Par Michaël Cheylan
Entreprises. Post publié(e) le 2007-06-20«
Entreprendre au Congo ? Vous n’y pensez pas, iI faudrait être fou ! ». Et pour cause, en RDC, rien n’a résisté à trente ans de mobustisme : les infrastructures scolaires et sanitaires sont détruites, l’économie tourne au ralenti et l’autorité de l’Etat est laminée. Les conflits armés depuis 1997, alimentés par l’ingérence des pays limitrophes, n’ont rien arrangé. Dans ces conditions, quel entrepreneur, sain d’esprit, oserait s’y aventurer ?
Quelqu’un, par exemple, comme Alieu Conteh. Son nom ne vous dit peut être rien. Et pourtant, son histoire se rapproche plus du
conte de fée que de la banale anecdote. Alieu Conteh, né en Gambie il y a 55 ans, quitte en 1981 son pays natal pour s’installer au Congo. Là, il monte une entreprise d’achat et d’exportation de café qui prospère jusqu’à ce jour de 1997 où il entend l’appel de Laurent-Désiré Kabila. Le nouvel homme fort de Kinshasa demande à ses compatriotes de l’aider à reconstruire les infrastructures, en piteux état après trente ans de dictature. Pour M. Conteh, c’est le déclic. Il décide, sans aucune expérience mais avec beaucoup d’enthousiasme, de construire le premier réseau de téléphonie mobile du pays.
A l’époque, seule une dizaine de milliers de personnes au Congo - essentiellement des hommes d’affaires, des étrangers et des employés du gouvernement – disposent d’un téléphone mobile et quinze mille seulement sont équipés d’un téléphone fixe. M. Conteh se rend alors au ministère des communications pour demander l’octroi d’une licence. Il l’obtient en 1998 en échange d’une somme de $100,000. Par la suite, et sans qu’il ait droit à plus d’explications que cela, le gouvernement, toujours à court d’argent, augmente le coût de la licence, la faisant passer dans un premier temps à $400,000, avant d’exiger $2 millions.
Comme
aucun investisseur ne croit à l’époque au boom du mobile au Congo, M. Conteh s’acquitte du paiement de la licence avec son propre argent. Il paye également de sa poche les $1.5 million exigée par Nortel pour l’aider à créer son réseau. Pour dégager les financements nécessaires, M. Conteh doit alors vendre les camions qui lui servaient autrefois à transporter le café. Ainsi né, en février 1999, le premier réseau de télécommunication mobile au Congo. Le nombre d’abonnés atteint alors péniblement les 3 000.
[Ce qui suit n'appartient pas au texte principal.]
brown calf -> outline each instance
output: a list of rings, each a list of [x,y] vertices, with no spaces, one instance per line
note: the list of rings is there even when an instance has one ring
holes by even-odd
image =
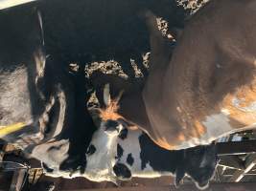
[[[254,128],[256,1],[212,0],[185,25],[172,58],[155,16],[145,15],[150,74],[141,91],[124,95],[115,118],[135,124],[169,150]]]

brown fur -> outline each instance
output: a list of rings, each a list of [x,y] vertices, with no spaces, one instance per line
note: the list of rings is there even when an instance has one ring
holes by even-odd
[[[147,12],[146,23],[150,74],[142,92],[121,100],[124,118],[166,149],[180,149],[193,138],[201,138],[211,128],[203,121],[222,110],[229,113],[230,132],[256,123],[256,111],[243,112],[233,103],[236,97],[244,99],[240,107],[256,101],[254,0],[212,0],[188,21],[171,59],[155,16]]]

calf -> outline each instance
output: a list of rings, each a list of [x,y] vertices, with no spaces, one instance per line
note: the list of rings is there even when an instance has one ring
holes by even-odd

Mais là ne s’arrête pas le parcours du combattant pour notre entrepreneur. Devant le
refus des compagnies étrangères d’envoyer au Congo leurs ingénieurs pour installer les équipements nécessaires – nous sommes, il est vrai, en pleine guerre civile -, M. Conteh appelle les habitants de Kinshasa à ramasser où ils le peuvent des bouts de métal et à les assembler pour réaliser des antennes de réception.
Au final, le succès est au rendez-vous. En 2001, Alieu Conteh cède 51% de sa société à Vodacom, le plus grand opérateur mobile sud-africain, afin de disposer du capital nécessaire à l’expansion du réseau à une plus grande partie du pays. Il devient, à cette occasion, le président de Vodacom Congo. Aujourd’hui, l’entreprise compte plus de 3 millions d’abonnés qui dépensent, en moyenne, $50 pour un téléphone portable et $2 pour cinq minutes de communication. Avec 600 employés et 5 000 fournisseurs,
Vodacom Congo est devenu en l’espace de quelques années l’un des principaux employeurs du pays.
Tout récemment, M. Conteh s’est vu proposer le rachat de ses parts. L’offre en question valorisait Vodacom Congo à plus d’ $1.5 milliard. Une offre alléchante à laquelle beaucoup n’auraient pas résisté mais que M. Conteh a décliné. «
Mon objectif n’a jamais été de devenir l’homme le plus riche du Congo », dit-il. «
J’aimerais créer la première bourse d’action du pays. Je vendrais alors 20% de mes actions dans le cadre d’une offre publique afin que les Congolais puissent également s’approprier [Vodacom Congo]
».
L’histoire d’Alieu Conteh illustre les difficultés auxquels peuvent être confrontés les entrepreneurs dans un pays tel que le Congo-Kinshasa et qui se heurtent autant à la réalité (insécurité, prédation du gouvernement, etc.) qu’aux préjugés (d’où la difficulté à attirer les investisseurs notamment). Mais elle montre aussi que ces difficultés peuvent être, avec du talent et beaucoup d’abnégation, dépassées. En cela, l’histoire de M. Conteh, dont le rêve est devenu réalité, est bel et bien un conte de fée.